The developers of DALL-E and ChatGPT have unveiled Sora, a text-to-video diffusion paradigm. Red teamers, or specialists who test a model for risks and hazards through adversarial means, can now access Sora. A small group of visual artists, designers, and filmmakers can also access it, according to the release, “to gain feedback on how to advance the model to be most helpful for creative professionals.”
Since launching ChatGPT in November 2022, OpenAI has been creating generative AI tools at a rapid rate. Since then, ChatGPT has seen the release of GPT-4, voice and picture prompts, and the updated DALL-E 3 image model. Because OpenAI’s API makes it possible for businesses and developers to produce their own generative AI tools, the industry has benefited greatly from it as well. By creating videos, OpenAI is now making a significant advancement in AI capabilities.
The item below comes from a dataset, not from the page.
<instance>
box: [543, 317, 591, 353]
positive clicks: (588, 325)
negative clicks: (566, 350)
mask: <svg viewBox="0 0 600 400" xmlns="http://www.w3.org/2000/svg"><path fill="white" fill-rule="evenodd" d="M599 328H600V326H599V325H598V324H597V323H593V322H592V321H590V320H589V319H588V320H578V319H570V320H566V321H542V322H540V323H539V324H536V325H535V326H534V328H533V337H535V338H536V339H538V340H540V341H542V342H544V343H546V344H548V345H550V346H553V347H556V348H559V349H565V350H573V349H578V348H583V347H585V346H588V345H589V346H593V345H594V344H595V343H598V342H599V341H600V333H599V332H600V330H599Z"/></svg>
While there are various models available for creating videos, none of them can generate intricate, realistic videos like the ones that Sora is said to be able to produce. Although it’s still in the research stage, Google is developing its own text-to-video paradigm and Meta has a tool for creating short videos.
Users may create minute-long videos with Sora that feature several characters and intricate scenes. The announcement features “historical” footage of California during the gold rush era and a film that follows an SUV down a winding mountain route.
The fine print on safety is up next. In addition to red-teaming the model, OpenAI claims to be developing tools to properly attribute movies made by Sora in accordance with C2PA requirements. Additionally, it makes use of DALL-E’s current safety features, which reject hazardous or unsuitable text prompts.
Lastly, OpenAI says it will be “engaging policymakers, educators and artists around the world to understand their concerns and to identify positive use cases for this new technology.” The company believes the best way to learn all the beneficial and harmful ways people will use Sora is by “learning from real-world use is a critical component of creating and releasing increasingly safe AI systems over time.”